Brief Rapid Communication

Endothelial Growth Factor Receptors in Human Fetal Heart

Taina A. Partanen, MD; Taija Makinen, MSc; Johanna Arola, MD, PhD; Toshio Suda, MD, PhD; Herbert A. Weich, MD, PhD; Kari Alitalo, MD, PhD

From the Molecular/Cancer Biology Laboratory (T.A.P., T.M., K.A.) and Department of Pathology (J.A.), Haartman Institute, University of Helsinki, Finland; the Department of Cell Differentiation (T.S.), IMEG, Kumamoto University School of Medicine, Japan; and the Department of Gene Regulation and Differentiation (H.A.W.), Division of Molecular Biotechnology, National Research Center for Biotechnology (GBF), Germany.

Correspondence to Dr Kari Alitalo, Molecular/Cancer Biology Laboratory, Haartman Institute, POB. 21 (Haartmaninkatu 3), University of Helsinki, FIN-00014 Helsinki, Finland. E-mail kari.alitalo{at}helsinki.fi

Background—Endothelial receptor tyrosine kinases include 3 members of the vascular endothelial growth factor receptor (VEGFR) family and 2 members of the angiopoietin receptor (Tie) family. In addition, the VEGF165 isoform binds to neuropilin-1 (NP-1), a receptor for collapsins/semaphorins. The importance of these receptors for vasculogenesis and angiogenesis has been shown in gene-targeted mice, but so far, little is known about their exact expression patterns in the human vasculature.

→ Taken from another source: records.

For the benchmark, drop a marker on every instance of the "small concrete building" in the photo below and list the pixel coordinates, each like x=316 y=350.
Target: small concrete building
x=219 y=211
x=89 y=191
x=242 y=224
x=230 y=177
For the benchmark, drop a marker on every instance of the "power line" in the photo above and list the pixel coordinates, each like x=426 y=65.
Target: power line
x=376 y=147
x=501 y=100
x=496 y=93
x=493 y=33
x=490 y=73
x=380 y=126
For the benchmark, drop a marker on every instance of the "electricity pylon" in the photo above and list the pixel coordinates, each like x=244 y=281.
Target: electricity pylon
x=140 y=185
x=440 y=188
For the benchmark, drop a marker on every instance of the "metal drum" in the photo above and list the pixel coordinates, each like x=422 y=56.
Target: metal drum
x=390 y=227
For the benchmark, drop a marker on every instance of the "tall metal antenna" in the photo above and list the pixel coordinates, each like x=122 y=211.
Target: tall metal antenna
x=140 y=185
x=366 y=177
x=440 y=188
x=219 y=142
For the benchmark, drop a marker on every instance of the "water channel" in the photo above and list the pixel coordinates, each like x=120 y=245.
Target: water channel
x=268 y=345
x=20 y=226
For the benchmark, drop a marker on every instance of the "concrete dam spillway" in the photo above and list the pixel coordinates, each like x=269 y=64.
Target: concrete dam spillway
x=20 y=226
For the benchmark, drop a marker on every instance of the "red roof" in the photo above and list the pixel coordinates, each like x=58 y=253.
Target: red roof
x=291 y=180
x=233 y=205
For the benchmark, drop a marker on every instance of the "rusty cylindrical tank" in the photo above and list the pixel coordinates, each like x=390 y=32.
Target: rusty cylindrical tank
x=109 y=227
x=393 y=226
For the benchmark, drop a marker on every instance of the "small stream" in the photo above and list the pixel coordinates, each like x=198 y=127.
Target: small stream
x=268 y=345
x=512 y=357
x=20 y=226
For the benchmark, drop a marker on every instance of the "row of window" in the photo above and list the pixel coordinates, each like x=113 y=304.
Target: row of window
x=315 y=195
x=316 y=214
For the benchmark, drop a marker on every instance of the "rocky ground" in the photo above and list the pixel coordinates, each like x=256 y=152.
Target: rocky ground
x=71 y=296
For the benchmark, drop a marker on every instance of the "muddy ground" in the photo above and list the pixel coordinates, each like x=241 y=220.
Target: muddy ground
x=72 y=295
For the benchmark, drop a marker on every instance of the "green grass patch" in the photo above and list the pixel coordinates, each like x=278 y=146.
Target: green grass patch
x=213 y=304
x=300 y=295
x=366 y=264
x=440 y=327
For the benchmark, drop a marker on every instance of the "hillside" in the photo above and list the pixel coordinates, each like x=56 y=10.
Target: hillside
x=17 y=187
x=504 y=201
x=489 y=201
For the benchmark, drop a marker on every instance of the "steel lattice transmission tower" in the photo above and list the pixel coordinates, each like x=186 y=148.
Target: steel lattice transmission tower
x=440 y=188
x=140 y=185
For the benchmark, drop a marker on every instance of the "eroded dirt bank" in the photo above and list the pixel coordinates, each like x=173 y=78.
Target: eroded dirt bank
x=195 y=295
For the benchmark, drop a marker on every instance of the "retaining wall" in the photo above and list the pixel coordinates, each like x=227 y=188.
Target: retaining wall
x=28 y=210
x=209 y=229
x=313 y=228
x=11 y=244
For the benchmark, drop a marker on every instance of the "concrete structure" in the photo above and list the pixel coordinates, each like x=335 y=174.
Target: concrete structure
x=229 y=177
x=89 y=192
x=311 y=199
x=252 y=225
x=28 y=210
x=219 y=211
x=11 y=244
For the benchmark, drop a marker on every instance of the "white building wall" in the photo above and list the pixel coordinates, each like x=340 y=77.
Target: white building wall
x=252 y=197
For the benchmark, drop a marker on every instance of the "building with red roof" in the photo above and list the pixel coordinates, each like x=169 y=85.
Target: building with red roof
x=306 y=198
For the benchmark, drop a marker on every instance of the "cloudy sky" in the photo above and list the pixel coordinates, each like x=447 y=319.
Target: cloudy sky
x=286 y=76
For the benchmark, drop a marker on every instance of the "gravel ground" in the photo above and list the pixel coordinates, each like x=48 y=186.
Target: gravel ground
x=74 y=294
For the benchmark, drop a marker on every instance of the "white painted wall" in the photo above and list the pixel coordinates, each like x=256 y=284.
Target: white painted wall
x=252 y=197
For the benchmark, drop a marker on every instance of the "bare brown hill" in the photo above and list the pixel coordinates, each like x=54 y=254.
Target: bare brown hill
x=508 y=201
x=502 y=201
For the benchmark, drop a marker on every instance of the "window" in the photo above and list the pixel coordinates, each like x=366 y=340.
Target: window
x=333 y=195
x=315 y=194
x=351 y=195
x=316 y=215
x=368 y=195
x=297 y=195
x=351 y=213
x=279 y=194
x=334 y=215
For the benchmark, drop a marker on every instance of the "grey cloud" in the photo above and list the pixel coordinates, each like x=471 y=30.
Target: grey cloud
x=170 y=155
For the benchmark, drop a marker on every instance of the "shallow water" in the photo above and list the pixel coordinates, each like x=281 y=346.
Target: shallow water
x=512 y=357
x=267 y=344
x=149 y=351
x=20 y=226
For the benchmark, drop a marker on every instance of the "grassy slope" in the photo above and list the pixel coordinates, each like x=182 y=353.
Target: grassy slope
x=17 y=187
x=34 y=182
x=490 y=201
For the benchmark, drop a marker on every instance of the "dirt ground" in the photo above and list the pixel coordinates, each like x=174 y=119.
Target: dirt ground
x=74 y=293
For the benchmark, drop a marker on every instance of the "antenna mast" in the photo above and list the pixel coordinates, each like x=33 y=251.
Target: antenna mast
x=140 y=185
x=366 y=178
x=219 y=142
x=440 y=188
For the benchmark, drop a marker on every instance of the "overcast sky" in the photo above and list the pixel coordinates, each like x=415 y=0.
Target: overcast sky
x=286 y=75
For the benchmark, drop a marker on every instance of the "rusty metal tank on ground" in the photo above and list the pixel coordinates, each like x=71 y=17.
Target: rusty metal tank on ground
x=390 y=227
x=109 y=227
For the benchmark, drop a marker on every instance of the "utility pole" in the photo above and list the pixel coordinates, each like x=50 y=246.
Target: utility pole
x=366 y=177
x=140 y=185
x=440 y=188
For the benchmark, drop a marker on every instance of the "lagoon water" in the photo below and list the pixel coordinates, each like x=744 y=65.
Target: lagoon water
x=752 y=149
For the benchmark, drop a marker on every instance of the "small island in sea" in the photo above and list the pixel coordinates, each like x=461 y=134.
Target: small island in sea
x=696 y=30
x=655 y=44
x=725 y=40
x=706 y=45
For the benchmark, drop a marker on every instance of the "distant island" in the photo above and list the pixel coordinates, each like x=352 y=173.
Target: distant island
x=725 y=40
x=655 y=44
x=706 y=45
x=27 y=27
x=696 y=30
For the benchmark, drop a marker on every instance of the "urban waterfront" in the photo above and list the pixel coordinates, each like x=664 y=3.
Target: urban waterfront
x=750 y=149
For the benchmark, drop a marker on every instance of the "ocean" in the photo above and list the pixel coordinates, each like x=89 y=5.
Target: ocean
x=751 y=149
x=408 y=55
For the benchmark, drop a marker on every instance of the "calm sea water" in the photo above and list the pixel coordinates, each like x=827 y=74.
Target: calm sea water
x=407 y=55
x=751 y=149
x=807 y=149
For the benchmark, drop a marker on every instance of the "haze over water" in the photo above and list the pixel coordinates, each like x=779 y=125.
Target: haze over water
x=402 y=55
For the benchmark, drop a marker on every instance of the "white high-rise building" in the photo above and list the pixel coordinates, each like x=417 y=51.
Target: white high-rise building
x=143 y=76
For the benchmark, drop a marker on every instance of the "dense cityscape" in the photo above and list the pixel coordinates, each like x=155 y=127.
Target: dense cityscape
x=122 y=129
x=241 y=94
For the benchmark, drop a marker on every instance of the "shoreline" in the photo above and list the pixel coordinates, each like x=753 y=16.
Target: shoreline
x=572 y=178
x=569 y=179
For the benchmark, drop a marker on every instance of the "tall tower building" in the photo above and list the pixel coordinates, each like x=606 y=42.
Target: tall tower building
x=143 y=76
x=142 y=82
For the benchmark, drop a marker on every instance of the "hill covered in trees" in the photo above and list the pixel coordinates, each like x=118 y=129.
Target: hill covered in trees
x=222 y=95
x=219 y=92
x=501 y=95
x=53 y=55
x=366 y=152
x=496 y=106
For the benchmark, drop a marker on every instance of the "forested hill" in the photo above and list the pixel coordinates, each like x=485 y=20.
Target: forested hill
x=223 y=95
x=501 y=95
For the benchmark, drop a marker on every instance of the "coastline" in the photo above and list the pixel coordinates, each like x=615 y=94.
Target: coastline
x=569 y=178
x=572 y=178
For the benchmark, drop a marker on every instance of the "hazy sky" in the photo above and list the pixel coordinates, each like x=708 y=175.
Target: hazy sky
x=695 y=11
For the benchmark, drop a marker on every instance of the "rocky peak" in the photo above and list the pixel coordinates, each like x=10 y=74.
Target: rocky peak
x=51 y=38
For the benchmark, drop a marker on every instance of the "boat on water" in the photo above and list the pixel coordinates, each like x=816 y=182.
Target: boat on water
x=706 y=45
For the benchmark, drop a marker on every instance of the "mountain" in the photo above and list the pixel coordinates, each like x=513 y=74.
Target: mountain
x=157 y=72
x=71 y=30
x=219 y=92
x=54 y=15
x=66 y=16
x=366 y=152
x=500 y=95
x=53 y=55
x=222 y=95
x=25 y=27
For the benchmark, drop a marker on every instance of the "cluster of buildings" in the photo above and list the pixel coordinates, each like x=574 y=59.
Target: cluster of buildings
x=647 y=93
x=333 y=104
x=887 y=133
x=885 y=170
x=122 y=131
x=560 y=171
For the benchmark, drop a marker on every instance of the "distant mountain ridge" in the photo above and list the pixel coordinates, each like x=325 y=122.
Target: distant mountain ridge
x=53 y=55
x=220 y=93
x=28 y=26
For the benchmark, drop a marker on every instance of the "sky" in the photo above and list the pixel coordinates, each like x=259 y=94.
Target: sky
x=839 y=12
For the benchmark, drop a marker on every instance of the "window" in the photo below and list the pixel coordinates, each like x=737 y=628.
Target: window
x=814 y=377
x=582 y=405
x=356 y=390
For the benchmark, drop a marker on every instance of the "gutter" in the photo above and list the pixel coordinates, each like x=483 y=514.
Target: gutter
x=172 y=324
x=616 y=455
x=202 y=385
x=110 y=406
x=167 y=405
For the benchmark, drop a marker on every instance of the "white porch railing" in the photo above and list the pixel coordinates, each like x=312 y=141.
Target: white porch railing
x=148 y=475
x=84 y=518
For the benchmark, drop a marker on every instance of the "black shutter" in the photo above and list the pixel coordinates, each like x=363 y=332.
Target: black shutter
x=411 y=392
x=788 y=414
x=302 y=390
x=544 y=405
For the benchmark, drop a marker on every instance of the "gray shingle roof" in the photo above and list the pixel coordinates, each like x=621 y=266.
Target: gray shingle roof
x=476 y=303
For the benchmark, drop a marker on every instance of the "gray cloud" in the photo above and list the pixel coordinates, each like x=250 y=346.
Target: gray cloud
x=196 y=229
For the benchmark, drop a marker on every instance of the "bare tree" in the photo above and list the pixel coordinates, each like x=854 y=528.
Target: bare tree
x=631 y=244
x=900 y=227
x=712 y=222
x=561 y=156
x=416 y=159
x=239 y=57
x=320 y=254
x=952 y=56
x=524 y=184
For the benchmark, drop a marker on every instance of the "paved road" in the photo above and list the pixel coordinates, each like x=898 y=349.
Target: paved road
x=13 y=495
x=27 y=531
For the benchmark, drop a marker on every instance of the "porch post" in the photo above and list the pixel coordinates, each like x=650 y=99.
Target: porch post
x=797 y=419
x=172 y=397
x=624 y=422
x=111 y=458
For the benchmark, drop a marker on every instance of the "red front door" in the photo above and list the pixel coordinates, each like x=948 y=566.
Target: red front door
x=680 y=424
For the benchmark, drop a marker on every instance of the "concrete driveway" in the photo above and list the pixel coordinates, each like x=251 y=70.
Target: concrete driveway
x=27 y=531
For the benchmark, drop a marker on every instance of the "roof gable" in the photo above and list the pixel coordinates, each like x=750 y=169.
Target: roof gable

Methods and Results—Frozen sections of human fetal heart were stained immunohistochemically with receptor-specific monoclonal (VEGFR, Tie) or polyclonal (NP-1) antibodies. The following patterns were observed: The endocardium was positive for VEGFR-1, VEGFR-2, NP-1, Tie-1, and Tie-2 but negative for VEGFR-3. The coronary vessels were positive for Tie-1, Tie-2, VEGFR-1, and NP-1 and negative for VEGFR-2 and VEGFR-3. Myocardial capillaries and epicardial blood vessels stained for VEGFR-1, VEGFR-2, NP-1, and Tie-1; myocardial capillaries and epicardial veins weakly for Tie-2; and epicardial lymphatic vessels for VEGFR-2 and VEGFR-3, weakly for Tie-1 and Tie-2, but not for VEGFR-1 or NP-1.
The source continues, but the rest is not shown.